But when school starts in the fall, serious team building begins, a good five months before the first game of the regular season.

The cheering crowd is only a distant consideration when coach Curt Culbertson maps out weight lifting and a conditioning regimen that gets tougher every season. Even Culbertson concedes the workouts are "rugged.''
Curt Culbertson, Martin head coach
Curt Culbertson, Martin head coach
Courtesy photo

"We do have a few that fall out, sometimes some pretty good athletes,'' said Culbertson. "But there's no way they would make it through this kind of grind.''

The "grind'' of which the coach speaks is Martin's push to reach its second straight UIL state tournament Final Four. The Warriors (34-7-1) are one series win away from a date in Round Rock for the Class 5A state semifinals. Martin faces Carroll (Southlake) in a best-of-three Region I final at Grand Prairie's QuikTrip Park, beginning 7:30 p.m. Thursday.



For leading a team with only five returnees this close to a repeat trip to state, Culbertson was selected as Dallas High Yield Coach of the Year presented by Capital One Bank.

Martin posted a perfect 14-0 record to win District 3-5A and has prevailed in four playoff series, knocking out Keller, Coronado (Lubbock), Fossil Ridge (Keller) and most recently L.D. Bell (Hurst). A third game was needed only in the Fossil Ridge series. But every series has had a one-run Martin win.

"Even though we had only five guys back, they have accounted for a heck of a lot of offense,'' Culbertson said.

This coming from a coach that knows how a great high school hitter should look. During an 11-year stint at Bowie (Arlington), Culbertson coached current New York Yankees outfielder Vernon Wells.

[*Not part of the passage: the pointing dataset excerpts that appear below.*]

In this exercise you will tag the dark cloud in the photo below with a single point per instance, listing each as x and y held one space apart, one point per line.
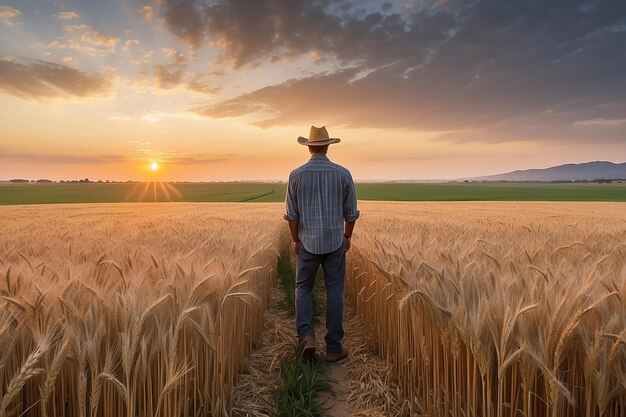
518 68
43 80
60 159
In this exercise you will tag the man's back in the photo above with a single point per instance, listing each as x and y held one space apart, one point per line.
321 195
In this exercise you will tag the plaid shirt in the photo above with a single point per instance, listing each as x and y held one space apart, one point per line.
321 196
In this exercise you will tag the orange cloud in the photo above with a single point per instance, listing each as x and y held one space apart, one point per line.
66 15
7 13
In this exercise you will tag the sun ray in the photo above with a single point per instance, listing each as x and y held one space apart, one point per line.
144 192
132 192
165 191
174 190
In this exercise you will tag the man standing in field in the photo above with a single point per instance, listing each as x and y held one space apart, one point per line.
321 210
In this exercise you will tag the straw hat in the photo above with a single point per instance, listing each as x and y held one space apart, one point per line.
318 136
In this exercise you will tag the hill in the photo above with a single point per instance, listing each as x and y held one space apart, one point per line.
568 172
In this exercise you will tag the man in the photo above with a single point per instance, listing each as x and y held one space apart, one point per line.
321 210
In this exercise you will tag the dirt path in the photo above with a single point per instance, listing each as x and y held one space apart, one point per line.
362 385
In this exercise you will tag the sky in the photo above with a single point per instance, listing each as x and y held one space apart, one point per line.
220 90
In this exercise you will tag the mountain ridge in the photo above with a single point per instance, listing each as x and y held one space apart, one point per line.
567 172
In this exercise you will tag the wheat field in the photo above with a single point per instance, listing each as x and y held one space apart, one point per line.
130 309
480 309
497 309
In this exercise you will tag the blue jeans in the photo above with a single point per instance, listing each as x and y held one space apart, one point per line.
334 267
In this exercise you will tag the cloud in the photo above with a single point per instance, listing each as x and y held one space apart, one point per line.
491 70
34 79
203 83
91 41
184 18
7 13
145 13
69 15
170 75
37 158
100 39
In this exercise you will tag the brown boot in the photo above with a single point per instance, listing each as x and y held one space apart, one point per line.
308 347
334 357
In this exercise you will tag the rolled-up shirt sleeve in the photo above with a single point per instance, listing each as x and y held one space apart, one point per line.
350 212
291 201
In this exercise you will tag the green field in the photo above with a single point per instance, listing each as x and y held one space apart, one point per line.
259 192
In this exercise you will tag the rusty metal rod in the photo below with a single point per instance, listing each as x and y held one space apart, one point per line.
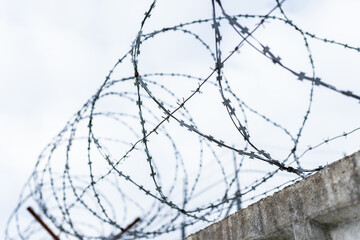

"Vernon could do everything,'' Culbertson said. "He was the best I've coached. The complete package. The problem was we didn't have pitching. So we had to win games the other way.''

When it comes to clutch hits this season, the man the Warriors like to see at the plate is Drew Dowdy. The senior center fielder stroked a two-run single for a 4-3 victory in the decisive third game of the Fossil Ridge series and followed it up last week with a single off the wall to score two runs and clinch the regional semifinal series over Bell, 4-3.



"We like to feel that the work we put into it makes a difference in those key situations,'' Culbertson said.

Success last season did not take the coach by surprise. "I had a good feeling,'' Culbertson said. "We were just so deep in pitching.

"This year, we had question marks, but I started feeling pretty good about three-quarters of the way through district. Our seniors can hit any pitching they see.''

And two juniors can really pitch. Turner Larkins, last year's No. 3 starter and closer, has been terrific. And the record of Daniel Lingua tells it all. He's 12-0.

Martin's baseball history is not long, but distinguished, producing high draft choices Todd Van Poppel (first round, 1990) and Ben Grieve (second round, 1994). The Warriors made state tournament appearances in 1990 and 1993.

But when Culbertson took over in 2005, the Warriors were coming off a 12-win season that ended without a playoff berth. Twelve months later, under Culbertson, Martin won 25 games and a district championship. That's the year that Culbertson put teeth in the off-season program.



"I remember some negative reaction that first year,'' Culbertson said, "but we have had kids come back from college baseball programs and tell us our program got them in better shape.''

Culbertson was a middle infielder in his high school playing days for the Arlington Colts. He continued to play right down the street at UT-Arlington and signed a professional contract with Cincinnati. But in one season Culbertson realized his future rested in coaching, not playing. So he completed work on his degree and took a job coaching in junior high and began to work his way up in the ranks.

His first baseball head coaching job came at Weatherford in 1990.

He returned to Arlington to lead Bowie for 11 seasons and found his way to Martin as an assistant for two years before being promoted to head the program.

"The job just kind of fell in my lap,'' Culbertson said.

The 52-year-old and his bride of 30 years, Carol, have three daughters. The youngest two are in college and the oldest has made Curt a granddad.



"It's a boy. We're already thinking baseball,'' Culbertson said.